Giovedì 30 Marzo 2017 si è svolto presso l’auditorium S. Barnaba di Brescia un incontro, aperto a tutta la cittadinanza con il tema “Il fascino discreto delle alternative. Le medicine complementari tra mito e realtà”.

Leggo il resoconto che ne dà uno dei quotidiani locali il giorno successivo. “Medicina alternativa? E’donna”, questo il titolo di questo articolo. Tra i relatori il prof. Francesco Donato ordinario di Igiene dell’università di Brescia ha esposto in modo equilibrato e puntiglioso la sua conoscenza delle diverse medicine complementari con riferimenti alla così detta medicina basata sull’evidenza rimarcando contemporaneamente non solo le criticità della medicina complementare ma anche di quella tradizionale riguardo alla validità ed accuratezza degli studi clinici effettuati.

La dr.ssa Francesca Menniti Ippolito, prima ricercatrice del centro per la valutazione dei farmaci dell’istituto superiore di sanità ha esposto anche in modo particolarmente critico le problematiche di questi trattamenti, specie se farmacologici, quando utilizzati secondo un concetto puramente “alternativo” e non “complementare” al sistema medico corrente.

Riteniamo che quest’ultima fosse in realtà la missione dell’incontro come pensato dall’ordine dei medici e odontoiatri di Brescia e come evidente dal titolo dello stesso .

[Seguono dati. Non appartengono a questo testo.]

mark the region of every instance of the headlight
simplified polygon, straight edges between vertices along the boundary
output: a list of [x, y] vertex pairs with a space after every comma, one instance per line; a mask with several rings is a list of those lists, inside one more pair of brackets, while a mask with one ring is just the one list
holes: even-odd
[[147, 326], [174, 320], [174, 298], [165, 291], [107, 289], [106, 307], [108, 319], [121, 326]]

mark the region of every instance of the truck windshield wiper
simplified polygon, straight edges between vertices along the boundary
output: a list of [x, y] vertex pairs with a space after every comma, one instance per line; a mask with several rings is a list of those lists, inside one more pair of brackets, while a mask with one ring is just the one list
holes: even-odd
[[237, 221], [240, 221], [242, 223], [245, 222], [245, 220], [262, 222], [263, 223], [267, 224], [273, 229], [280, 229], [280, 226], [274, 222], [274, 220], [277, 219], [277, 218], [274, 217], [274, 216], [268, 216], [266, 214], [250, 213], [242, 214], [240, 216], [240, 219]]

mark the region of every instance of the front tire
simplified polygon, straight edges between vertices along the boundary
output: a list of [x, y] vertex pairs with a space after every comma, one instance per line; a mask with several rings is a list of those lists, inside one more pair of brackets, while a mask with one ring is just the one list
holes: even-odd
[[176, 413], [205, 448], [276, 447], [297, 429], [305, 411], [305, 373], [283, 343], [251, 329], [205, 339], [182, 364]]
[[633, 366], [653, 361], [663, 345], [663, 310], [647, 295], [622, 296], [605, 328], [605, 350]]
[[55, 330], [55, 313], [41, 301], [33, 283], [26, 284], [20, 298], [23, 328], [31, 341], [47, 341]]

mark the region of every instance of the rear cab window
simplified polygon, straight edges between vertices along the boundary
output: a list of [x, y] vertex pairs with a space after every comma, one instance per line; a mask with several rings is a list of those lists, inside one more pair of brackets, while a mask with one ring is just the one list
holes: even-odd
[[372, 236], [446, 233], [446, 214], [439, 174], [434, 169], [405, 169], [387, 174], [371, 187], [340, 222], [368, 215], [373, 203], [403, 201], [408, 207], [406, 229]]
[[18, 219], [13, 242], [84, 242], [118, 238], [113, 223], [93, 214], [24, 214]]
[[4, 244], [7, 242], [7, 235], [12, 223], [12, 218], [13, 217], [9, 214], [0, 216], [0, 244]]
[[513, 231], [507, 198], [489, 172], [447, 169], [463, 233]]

Rimarcare l’idea che queste medicine non si devono porre in alternativa al nostro sistema medico, bensì accompagnarlo ed eventualmente supplirlo là dove manca.

La conclusione dell’articolista ci porta invece a credere che non esistano sufficienti motivi per utilizzare queste pratiche se non quelli quali il desiderio di una pasionaria lombarda di livello sociale e culturale elevato ed età media di provare qualcosa di non usuale anche se non scientificamente corretto.

Potrebbe essere questo il messaggio colto, al termine della giornata, oltre che dall’autore dell’articolo e dai suoi lettori ,anche dal numeroso pubblico presente?

Speriamo fortemente il contrario anche se, dalle nostre fonti presenti all’incontro,  sembra che gli approfondimenti per una discussione richiesti da molti dei presenti in sala siano stati ignorati dal moderatore; non vorremmo pensare per una sua pregiudizievole posizione anti medicine complementari.

Comunque sia la discussione sembra essere stata deviata su temi non completamente attinenti il tema della manifestazione privando i presenti di una risposta alle domande poste.